U.S. Supreme Court Dismisses Certiorari in First American Financial Corp. v. Edwards
In a notable non-decision, the U.S. Supreme Court today decided not to decide First American Financial Corporation v. Edwards. 567 U. S. ____ (2012) (available at http://www.supremecourt.gov/opinions/11pdf/10-7081b2d.pdf). Edwards was a case closely watched by class action attorneys. Class action defense counsel have argued that putative class representatives lack Article III standing where the basis for standing is solely statutory damages (i.e., not actual damages). The Ninth Circuit ruled that Article III injury can exist solely by statutes creating legal rights. In a per curiam opinion, the U.S. Supreme Court ordered that the “writ of certiorari is dismissed as improvidently granted.”

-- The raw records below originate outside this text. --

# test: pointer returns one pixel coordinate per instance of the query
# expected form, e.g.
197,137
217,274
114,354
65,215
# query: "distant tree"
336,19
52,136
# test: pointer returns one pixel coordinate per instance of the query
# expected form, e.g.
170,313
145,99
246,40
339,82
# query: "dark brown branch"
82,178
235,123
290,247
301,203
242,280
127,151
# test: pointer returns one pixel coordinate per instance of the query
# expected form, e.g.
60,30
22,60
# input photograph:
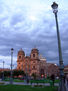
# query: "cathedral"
33,64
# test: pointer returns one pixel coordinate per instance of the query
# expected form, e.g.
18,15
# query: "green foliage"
18,72
34,75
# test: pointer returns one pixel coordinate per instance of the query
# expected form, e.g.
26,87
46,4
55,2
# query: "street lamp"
61,65
3,71
11,79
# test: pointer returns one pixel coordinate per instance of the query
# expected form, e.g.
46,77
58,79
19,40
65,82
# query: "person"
67,79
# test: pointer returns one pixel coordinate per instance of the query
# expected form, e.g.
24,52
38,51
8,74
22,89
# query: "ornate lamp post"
11,79
61,65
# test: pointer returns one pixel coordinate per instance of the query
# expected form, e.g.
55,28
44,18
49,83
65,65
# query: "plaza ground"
26,88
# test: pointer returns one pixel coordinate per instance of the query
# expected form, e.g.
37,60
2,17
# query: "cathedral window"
33,55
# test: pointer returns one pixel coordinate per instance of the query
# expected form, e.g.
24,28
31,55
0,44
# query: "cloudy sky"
31,23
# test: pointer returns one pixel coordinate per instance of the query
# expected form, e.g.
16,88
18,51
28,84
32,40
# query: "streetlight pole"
11,79
3,70
61,65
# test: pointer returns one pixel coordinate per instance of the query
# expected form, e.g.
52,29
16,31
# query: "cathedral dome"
21,52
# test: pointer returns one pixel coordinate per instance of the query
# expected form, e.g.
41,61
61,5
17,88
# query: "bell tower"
34,53
20,59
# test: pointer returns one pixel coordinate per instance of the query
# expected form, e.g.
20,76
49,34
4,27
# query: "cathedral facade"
33,64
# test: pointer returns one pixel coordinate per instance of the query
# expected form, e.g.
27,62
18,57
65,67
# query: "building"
34,64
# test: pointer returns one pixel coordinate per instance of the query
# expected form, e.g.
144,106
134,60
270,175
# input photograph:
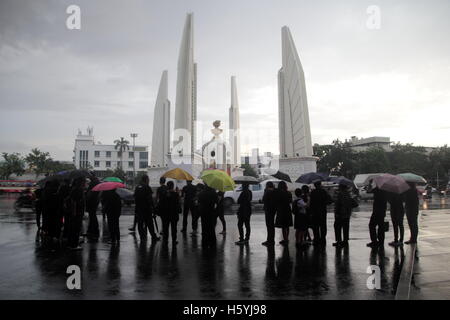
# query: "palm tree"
122,145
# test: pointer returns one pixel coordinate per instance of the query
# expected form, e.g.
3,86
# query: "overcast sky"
392,81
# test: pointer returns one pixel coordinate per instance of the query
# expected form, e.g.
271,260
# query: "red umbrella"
391,183
105,186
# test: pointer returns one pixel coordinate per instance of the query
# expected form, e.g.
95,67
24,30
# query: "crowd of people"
61,206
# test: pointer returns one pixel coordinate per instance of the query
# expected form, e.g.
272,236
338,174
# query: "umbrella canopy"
310,177
391,183
178,174
246,179
282,176
218,179
342,180
112,179
411,177
106,186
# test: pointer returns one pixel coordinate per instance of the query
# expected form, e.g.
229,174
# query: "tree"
121,145
249,171
13,164
38,161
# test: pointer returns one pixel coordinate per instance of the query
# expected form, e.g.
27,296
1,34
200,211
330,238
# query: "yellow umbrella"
178,174
218,179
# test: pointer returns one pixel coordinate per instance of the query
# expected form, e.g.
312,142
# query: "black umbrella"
282,176
311,177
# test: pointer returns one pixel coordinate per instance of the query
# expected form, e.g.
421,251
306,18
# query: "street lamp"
134,136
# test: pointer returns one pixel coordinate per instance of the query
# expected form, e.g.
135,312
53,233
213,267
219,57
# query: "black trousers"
113,226
376,228
144,223
411,216
244,219
190,207
93,229
170,223
320,227
270,225
341,229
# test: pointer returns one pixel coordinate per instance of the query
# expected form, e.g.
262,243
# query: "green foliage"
13,164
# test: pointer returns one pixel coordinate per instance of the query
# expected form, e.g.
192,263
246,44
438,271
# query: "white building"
92,155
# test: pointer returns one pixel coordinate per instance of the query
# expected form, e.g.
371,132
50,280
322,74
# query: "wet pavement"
144,271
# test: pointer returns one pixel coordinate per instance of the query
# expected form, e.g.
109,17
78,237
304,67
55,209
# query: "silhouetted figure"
300,218
318,204
412,212
92,201
189,193
342,213
376,224
244,213
270,210
207,202
284,211
397,216
220,211
76,212
113,208
143,197
171,215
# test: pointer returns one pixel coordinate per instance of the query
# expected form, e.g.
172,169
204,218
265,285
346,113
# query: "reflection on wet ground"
136,270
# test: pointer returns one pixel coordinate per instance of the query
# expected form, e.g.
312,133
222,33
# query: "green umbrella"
411,177
112,179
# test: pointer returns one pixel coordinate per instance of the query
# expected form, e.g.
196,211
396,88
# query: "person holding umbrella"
143,197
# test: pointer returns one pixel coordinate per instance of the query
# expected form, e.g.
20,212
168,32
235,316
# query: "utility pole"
134,136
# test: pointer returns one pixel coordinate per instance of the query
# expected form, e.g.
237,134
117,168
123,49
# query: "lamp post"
134,136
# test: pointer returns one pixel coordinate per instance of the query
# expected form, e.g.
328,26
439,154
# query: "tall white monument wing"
234,138
295,132
186,95
161,125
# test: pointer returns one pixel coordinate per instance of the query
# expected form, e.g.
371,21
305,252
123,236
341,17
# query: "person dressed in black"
143,197
397,216
207,205
161,200
342,213
412,212
171,214
188,193
220,211
270,209
376,223
113,208
284,211
244,213
318,204
92,201
76,212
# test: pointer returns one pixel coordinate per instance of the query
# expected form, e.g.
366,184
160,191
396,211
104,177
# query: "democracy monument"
296,154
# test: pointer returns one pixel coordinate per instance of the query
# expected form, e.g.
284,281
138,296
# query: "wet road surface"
144,271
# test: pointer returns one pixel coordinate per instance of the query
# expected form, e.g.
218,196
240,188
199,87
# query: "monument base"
295,167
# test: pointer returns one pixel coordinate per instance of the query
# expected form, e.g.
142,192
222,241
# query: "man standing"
319,200
188,193
412,212
143,197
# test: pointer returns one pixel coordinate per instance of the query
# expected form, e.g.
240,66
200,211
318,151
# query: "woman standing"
284,211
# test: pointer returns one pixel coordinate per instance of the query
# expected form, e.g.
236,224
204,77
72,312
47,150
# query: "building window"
143,155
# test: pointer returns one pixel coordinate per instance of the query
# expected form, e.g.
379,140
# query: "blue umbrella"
311,177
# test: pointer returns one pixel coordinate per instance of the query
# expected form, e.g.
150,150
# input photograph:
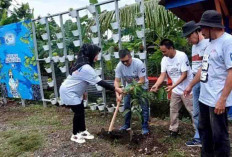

Section 8(a) of the Real Estate Settlement Procedures Act of 1974 (“RESPA” or “the Act”) provides that “[n]o person shall give and no person shall accept any fee, kickback, or thing of value pursuant to any agreement or understanding … that business incident to or a part of a real estate settlement service involving a federally related mortgage loan shall be referred to any person.” 12 U.S.C. § 2607(a). Section 8(d)(2) of the Act provides that any person “who violate[s],” inter alia, § 8(a) shall be liable “to the person or persons charged for the settlement service involved in the violation in an amount equal to three times the amount of any charge paid for such settlement service.” Id. § 2607(d)(2). The questions presented were:
1. Did the Ninth Circuit err in holding that a private purchaser of real estate settlement services has standing under RESPA to maintain an action in federal court in the absence of any claim that the alleged violation affected the price, quality, or other characteristics of the settlement services provided?
2. Does such a purchaser have standing to sue under Article III, § 2 of the United States Constitution, which provides that the federal judicial power is limited to ”Cases” and “Controversies” and which this Court has interpreted to require the plaintiff to “have suffered an ‘injury in fact,’” Lujan v. Defenders of Wildlife, 504 U.S. 555, 560 (1992)?
On June 20, 2011, the Court granted cert on Question 2; and it reversed itself today. More later.